In his opinion, investment flows are surely on pause until we see how the situation ends and the increase in unemployment is seen with concern, as some 5,300 jobs could be lost, especially in sectors such as tourism, commerce, logistics and direct services that have not been able to operate. This will represent problems for more than 1,300 households that will see their income negatively impacted.

“The misbehaved”

For Hugo Maúl, researcher at the National Economic Research Center), one of the effects will be the image that the country reflects for potential investors and if the movement of the days of demonstrations spreads, the main impact will be on the image that has been wanted to maintain by both the Ministry of Finance and Banguat, in terms of country risk.

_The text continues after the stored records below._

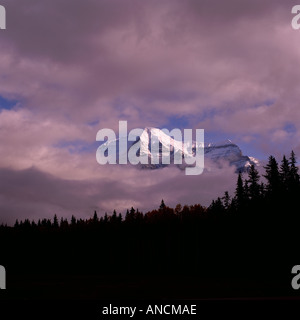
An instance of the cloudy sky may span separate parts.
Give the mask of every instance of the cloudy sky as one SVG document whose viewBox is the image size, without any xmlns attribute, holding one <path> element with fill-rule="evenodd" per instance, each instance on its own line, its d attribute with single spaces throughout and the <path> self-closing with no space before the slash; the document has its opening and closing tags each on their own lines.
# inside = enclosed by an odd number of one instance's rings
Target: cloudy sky
<svg viewBox="0 0 300 320">
<path fill-rule="evenodd" d="M 1 0 L 0 222 L 209 204 L 234 169 L 100 166 L 99 129 L 201 128 L 261 160 L 300 155 L 289 0 Z"/>
</svg>

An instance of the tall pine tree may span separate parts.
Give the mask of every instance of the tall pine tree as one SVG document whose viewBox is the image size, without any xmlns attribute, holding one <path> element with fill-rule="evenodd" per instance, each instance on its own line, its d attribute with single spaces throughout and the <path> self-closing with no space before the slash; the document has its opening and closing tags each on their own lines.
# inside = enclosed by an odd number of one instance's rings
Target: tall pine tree
<svg viewBox="0 0 300 320">
<path fill-rule="evenodd" d="M 255 166 L 252 164 L 248 173 L 248 194 L 250 200 L 256 201 L 260 197 L 259 174 Z"/>
<path fill-rule="evenodd" d="M 292 192 L 297 192 L 299 189 L 299 168 L 297 167 L 297 160 L 294 151 L 291 152 L 290 156 L 290 178 L 289 187 Z"/>
<path fill-rule="evenodd" d="M 268 195 L 277 197 L 280 191 L 280 175 L 278 163 L 273 156 L 269 157 L 269 162 L 264 169 L 266 170 L 264 177 L 267 179 Z"/>
<path fill-rule="evenodd" d="M 235 199 L 237 208 L 240 209 L 245 205 L 245 189 L 241 172 L 239 172 L 236 189 L 235 189 Z"/>
</svg>

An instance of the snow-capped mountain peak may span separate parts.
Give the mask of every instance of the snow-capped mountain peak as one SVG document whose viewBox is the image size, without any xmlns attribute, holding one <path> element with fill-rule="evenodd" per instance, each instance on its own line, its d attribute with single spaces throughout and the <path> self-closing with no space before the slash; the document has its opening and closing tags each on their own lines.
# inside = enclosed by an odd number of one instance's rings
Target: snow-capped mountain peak
<svg viewBox="0 0 300 320">
<path fill-rule="evenodd" d="M 158 169 L 169 165 L 174 165 L 175 154 L 180 154 L 180 157 L 182 157 L 182 159 L 193 157 L 196 154 L 196 142 L 192 141 L 189 143 L 189 146 L 187 146 L 187 144 L 184 144 L 183 134 L 181 134 L 181 132 L 177 132 L 177 134 L 178 140 L 174 139 L 176 137 L 171 137 L 168 130 L 146 127 L 145 129 L 143 129 L 142 133 L 138 137 L 136 137 L 136 139 L 134 136 L 134 138 L 131 137 L 129 141 L 127 137 L 127 148 L 129 150 L 132 146 L 139 143 L 139 145 L 137 145 L 139 147 L 139 155 L 144 156 L 149 160 L 148 164 L 139 165 L 139 167 L 142 169 Z M 132 141 L 134 139 L 135 141 Z M 123 137 L 122 139 L 107 141 L 103 144 L 103 146 L 107 147 L 110 143 L 115 144 L 117 147 L 118 159 L 120 150 L 119 144 L 122 143 L 123 140 L 126 140 L 126 138 Z M 187 150 L 189 150 L 190 152 L 188 152 Z M 159 151 L 159 154 L 154 154 L 157 151 Z M 123 150 L 123 152 L 126 152 L 126 150 Z M 167 153 L 170 154 L 171 163 L 163 164 L 161 161 L 162 156 L 166 155 Z M 155 157 L 158 157 L 159 161 L 158 163 L 153 164 L 151 159 Z M 227 162 L 229 165 L 235 166 L 236 171 L 242 172 L 247 171 L 252 164 L 254 164 L 255 166 L 259 165 L 259 161 L 257 159 L 249 157 L 247 155 L 243 155 L 241 149 L 229 139 L 217 143 L 204 143 L 204 163 L 206 162 L 206 160 L 217 165 L 222 165 L 222 163 Z M 183 169 L 187 165 L 185 165 L 183 161 L 183 164 L 179 164 L 177 166 L 180 169 Z"/>
</svg>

In this regard, he considered that possible large projects that were scheduled will be affected, so “thus, fewer investors will look to Guatemala.”

In addition, work will have to be done to regain the country’s credibility, “since in terms of macroeconomic stability we have always been the well-behaved child, but in terms of political stability, we are the badly behaved ones of the group and now we are confirming that we are unreliable.” ”. In addition, the researcher warned that we will have to wait for possible international sanctions.